Conseguiu escapar às cataratas?
Não, também tenho.

Ia perguntar se sabia de algum segredo para ter olhos saudáveis.
Ah, não, os meus olhos não são saudáveis, infelizmente. Glaucoma, cataratas e degenerescência macular da idade e mais qualquer coisa de que me esqueci. Felizmente tive a sorte de manter a visão num olho e conseguiu operar assim até há cinco anos.

Qual foi o melhor conselho que lhe deram em 100 anos de vida?

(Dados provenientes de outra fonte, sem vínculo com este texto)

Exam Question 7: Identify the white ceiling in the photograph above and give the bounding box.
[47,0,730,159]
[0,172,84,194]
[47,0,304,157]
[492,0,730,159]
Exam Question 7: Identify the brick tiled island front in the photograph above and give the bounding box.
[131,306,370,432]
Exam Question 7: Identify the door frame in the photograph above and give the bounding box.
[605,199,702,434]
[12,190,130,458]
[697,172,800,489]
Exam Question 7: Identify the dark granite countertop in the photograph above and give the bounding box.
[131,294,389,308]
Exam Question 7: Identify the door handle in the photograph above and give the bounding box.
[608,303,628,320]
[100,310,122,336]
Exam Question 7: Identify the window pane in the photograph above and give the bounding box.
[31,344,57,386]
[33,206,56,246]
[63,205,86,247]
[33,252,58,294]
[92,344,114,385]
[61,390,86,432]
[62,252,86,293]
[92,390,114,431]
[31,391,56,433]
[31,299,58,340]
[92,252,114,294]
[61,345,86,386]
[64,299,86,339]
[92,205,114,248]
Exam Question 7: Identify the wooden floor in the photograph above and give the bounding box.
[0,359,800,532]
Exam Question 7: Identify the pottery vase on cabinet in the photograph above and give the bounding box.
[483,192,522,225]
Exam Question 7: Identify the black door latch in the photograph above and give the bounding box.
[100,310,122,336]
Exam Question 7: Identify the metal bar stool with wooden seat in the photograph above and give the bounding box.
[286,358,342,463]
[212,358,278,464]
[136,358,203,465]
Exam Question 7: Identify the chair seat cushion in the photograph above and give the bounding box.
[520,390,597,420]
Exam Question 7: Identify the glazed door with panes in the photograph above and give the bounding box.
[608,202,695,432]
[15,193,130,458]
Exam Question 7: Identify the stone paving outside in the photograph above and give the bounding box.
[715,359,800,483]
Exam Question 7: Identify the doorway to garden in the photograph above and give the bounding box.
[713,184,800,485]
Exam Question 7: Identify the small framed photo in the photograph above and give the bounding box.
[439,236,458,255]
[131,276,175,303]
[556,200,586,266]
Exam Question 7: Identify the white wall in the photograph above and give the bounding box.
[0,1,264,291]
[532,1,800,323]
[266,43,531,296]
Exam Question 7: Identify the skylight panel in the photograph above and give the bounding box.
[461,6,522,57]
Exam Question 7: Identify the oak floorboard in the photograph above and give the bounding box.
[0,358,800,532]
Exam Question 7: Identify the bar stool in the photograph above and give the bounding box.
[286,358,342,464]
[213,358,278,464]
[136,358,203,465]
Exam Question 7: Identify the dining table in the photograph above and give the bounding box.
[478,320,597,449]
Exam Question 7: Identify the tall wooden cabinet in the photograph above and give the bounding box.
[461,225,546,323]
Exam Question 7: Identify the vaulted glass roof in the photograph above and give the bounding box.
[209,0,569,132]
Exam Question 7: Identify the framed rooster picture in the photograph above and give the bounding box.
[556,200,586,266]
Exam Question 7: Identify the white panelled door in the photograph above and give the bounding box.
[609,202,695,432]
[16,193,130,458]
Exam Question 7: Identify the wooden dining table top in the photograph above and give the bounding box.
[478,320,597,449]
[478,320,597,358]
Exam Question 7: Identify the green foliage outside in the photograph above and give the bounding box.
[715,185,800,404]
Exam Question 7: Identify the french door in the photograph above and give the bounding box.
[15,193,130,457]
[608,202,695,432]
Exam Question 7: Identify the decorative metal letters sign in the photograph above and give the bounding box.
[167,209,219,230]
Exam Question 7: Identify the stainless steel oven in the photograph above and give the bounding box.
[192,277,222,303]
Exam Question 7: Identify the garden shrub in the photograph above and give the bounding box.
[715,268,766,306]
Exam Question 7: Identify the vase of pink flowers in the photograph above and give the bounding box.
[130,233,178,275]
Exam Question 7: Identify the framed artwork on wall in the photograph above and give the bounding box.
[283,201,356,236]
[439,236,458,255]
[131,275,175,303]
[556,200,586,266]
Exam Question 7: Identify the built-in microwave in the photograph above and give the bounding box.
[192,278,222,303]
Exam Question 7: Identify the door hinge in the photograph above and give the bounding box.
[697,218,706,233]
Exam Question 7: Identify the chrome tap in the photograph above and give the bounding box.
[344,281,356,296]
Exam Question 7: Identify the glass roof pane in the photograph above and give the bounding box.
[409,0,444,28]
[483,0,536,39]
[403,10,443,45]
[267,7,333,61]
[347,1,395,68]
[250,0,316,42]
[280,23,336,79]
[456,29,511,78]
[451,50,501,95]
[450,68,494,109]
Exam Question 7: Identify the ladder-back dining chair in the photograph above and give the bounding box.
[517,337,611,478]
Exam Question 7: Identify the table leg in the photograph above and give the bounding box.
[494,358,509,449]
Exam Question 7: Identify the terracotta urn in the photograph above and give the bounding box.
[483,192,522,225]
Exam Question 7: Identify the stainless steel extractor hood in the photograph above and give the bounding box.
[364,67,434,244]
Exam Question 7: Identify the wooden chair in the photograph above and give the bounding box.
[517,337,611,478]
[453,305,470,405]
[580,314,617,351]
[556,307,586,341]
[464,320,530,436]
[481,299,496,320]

Um professor alemão muito famoso apareceu-me um dia quando eu era muito novo e estava a lutar com umas cataratas. Perguntei-lhe o que fazer: “Estou aqui, a tentar tudo mas são tão espessas e nada funciona”. E ele disse-me em alemão: “Verliere nicht die Geduld”. Não percas a paciência. Aquilo bateu-me e mantive-me sempre fiel a esse conselho. Nunca desisti. Há três grandes problemas em oftalmologia: as cataratas, que são o problema de que falava, o glaucoma, que é um problema científico, e as doenças da córnea. Há milhões de pessoas cegas por causa de doenças da córnea. E podemos ajudá-las, só temos de continuar.